その名も、『超弩級・スカイハイ・タワーパフェ』。
「……お前、これ一人で食うつもりか?」
「バカ言わないでよ! ソロじゃ絶対に攻略不可能なレイドボスでしょ、これ! ……だから。……夏休み最後のクエスト。……二人で、攻略しに行かない?」
凛は上目遣いで俺をじっと見つめてきた。
「……パフェを食べるのが、クエスト?」
「そうだよ! ……私さ。合宿中、ずーっとこれのこと考えてたんだ。……一真と一緒に、これの山頂を目指したいなーって。二人きりの打ち上げ」
彼女は、俺のシャツの袖を指先でぎゅっと握りしめた。
なんなんだ山頂を目指したいとは。
「……だめかな? 一真。……。私、甘いものには自信あるんだけど……。……一真の『物理攻撃(食欲)』がないと、完食できる気がしないの」
……。
…………。
断れるわけがなかった。
彼女がこのパフェを見つけて、俺と一緒に食べることを「合宿のモチベーション」にしていたのだとしたら、相棒として、そして彼氏として、その期待に応えるのは当然の任務だ。
「……。……わかったよ。受注する。胃薬、用意して待ってろよ」
「やったぁ!! さすが一真! ……にひひ、楽しみだなぁ! ……あ。それじゃあ、丁度明日はオフだし、午前十一時に駅前ね!」
凛は嬉しそうに跳ねると、そのまま俺のベッドにダイブしてきた。
「……おい! お前、人のベッドで何やってんだよ!」
「いいじゃん! 幸せなんだもん。……。……ねえ、一真」
凛は枕に顔を埋めたまま、ボソッと呟いた。
「……。私、……一真と付き合えて、本当によかった。お姉ちゃんにも、お父さんにも……。みんなにもっと自慢したい気分なんだよ、本当は」
「…………」
「……でも、学校での『他人のふり』も。今の、二人だけの『秘密』も。なんだか、特別なイベントをこなしてるみたいで、ワクワクするのも本当。……にひひ。大好きだよ、相棒」
……。
ダメだ。この美少女は、時折こういう不意打ちの『バフ』を平然とかけてくる。
俺は、熱くなった頬を隠すように、彼女のポニーテールからこぼれた後れ毛をそっと撫でた。

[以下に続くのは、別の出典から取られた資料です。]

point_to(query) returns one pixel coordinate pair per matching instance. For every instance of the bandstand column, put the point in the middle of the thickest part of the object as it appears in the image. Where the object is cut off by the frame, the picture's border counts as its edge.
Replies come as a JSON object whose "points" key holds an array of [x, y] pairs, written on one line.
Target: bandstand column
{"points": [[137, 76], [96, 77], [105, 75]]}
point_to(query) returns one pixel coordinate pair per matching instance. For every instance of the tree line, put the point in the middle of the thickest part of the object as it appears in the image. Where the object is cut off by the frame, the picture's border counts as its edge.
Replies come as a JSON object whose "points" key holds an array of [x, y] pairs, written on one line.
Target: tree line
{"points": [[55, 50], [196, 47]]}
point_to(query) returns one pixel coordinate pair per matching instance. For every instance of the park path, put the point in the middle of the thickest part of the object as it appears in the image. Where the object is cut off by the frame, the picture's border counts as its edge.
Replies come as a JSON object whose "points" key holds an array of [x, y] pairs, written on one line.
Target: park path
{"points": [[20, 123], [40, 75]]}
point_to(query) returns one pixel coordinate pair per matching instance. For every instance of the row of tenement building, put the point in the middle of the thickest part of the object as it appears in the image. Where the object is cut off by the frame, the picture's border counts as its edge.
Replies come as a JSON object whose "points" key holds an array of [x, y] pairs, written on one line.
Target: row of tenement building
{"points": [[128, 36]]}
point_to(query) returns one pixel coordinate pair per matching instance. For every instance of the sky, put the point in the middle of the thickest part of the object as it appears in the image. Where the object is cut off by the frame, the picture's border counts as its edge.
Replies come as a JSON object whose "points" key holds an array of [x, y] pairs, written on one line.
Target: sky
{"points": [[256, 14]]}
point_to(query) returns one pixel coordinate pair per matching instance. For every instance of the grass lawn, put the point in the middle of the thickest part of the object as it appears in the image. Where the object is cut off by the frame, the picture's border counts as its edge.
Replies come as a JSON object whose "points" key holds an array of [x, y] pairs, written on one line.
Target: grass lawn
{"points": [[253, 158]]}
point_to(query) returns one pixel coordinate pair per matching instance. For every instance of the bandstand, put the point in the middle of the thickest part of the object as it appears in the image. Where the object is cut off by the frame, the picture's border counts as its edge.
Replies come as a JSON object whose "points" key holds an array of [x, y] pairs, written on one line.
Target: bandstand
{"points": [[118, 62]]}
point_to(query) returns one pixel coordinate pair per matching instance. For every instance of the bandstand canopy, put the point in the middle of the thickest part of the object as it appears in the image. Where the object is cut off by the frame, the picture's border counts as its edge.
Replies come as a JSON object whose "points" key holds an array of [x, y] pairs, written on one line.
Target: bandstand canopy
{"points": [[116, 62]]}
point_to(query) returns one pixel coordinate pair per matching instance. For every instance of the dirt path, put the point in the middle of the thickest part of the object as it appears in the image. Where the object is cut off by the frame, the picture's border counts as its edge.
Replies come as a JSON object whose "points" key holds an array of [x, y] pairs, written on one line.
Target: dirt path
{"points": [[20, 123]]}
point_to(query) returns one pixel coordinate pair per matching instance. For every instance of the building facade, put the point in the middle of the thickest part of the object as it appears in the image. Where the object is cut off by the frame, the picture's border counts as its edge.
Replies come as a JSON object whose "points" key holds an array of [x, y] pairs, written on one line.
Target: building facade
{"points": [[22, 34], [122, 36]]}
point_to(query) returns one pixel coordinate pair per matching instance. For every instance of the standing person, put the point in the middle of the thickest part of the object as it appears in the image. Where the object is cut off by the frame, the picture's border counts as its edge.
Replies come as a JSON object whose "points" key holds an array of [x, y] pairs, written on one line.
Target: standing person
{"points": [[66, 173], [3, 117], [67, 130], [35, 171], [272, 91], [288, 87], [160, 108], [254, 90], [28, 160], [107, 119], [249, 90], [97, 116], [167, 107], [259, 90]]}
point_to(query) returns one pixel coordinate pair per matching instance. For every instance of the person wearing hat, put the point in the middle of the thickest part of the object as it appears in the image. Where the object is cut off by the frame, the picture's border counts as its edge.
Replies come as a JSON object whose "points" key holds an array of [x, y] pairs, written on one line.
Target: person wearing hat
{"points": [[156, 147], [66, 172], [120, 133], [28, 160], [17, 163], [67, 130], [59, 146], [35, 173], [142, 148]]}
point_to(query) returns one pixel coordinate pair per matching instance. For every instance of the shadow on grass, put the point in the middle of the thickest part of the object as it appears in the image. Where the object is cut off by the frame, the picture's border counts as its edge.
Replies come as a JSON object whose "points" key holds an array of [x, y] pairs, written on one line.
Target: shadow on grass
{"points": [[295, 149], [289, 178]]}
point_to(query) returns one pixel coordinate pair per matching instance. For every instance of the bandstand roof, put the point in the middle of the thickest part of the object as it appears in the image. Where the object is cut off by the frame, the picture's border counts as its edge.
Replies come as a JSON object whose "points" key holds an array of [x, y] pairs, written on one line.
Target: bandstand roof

「……。ああ。……俺もだよ。さっさと帰って、明日の準備しろよ。……遅刻したら、ポエム音読の刑だぞ」
「やだ! 絶対遅れない! ……。じゃあ、今日は帰るね。……。また後で、ログインするから。……寝落ち禁止だよ?」
凛はベッドから起き上がると、俺の頬に一瞬だけ、柔らかな感触を置いていった。
「――――っ!!」
「にひひ! 『先行報酬』、お買い上げありがとうございましたぁー!」
彼女は風のように部屋を飛び出していった。
階段をドタドタと下りる音。リビングで双葉が「凛先輩!? 顔真っ赤ですよ!?」と驚く声が聞こえてくる。
……。
…………。
一人残された部屋。
俺は自分の頬に手を当て、まだ残っている彼女の熱を確かめた。
(……甘党、か。……お前がそんなにパフェを楽しみにしてるなんて、三年前には想像もできなかったわ)
「ハル」として、男のフリをして暴言を吐きまくっていたあの頃。
彼女の好きなものが「猫」や「パフェ」だなんて、俺は一度も聞いたことがなかった。
けれど、恋人になった今。
俺は毎日、彼女の新しい「一面」を知っていく。
それは、どんなレジェンド装備を手に入れるよりも。
どんな広大な新マップを開拓するよりも。
俺の人生を、ワクワクする未知の冒険へと変えてくれていた。
(……。よし。……明日は、絶対に完食してやるからな)
俺は、スマホの裏側に貼られたドラゴンのシールを、誇らしげに見つめた。
夏休み最後の、二人きりのデート。
最高に甘くて、最高に賑やかな、俺たちの「本編」が。
明日、また新しいページをめくろうとしていた。
俺は、自分の中に湧き上がった確かな幸福感を噛み締めながら、明日の攻略ルートを確認するためにスマホを手に取った。
夜空には、秋の気配を含んだ月が、優しく部屋を照らしていた。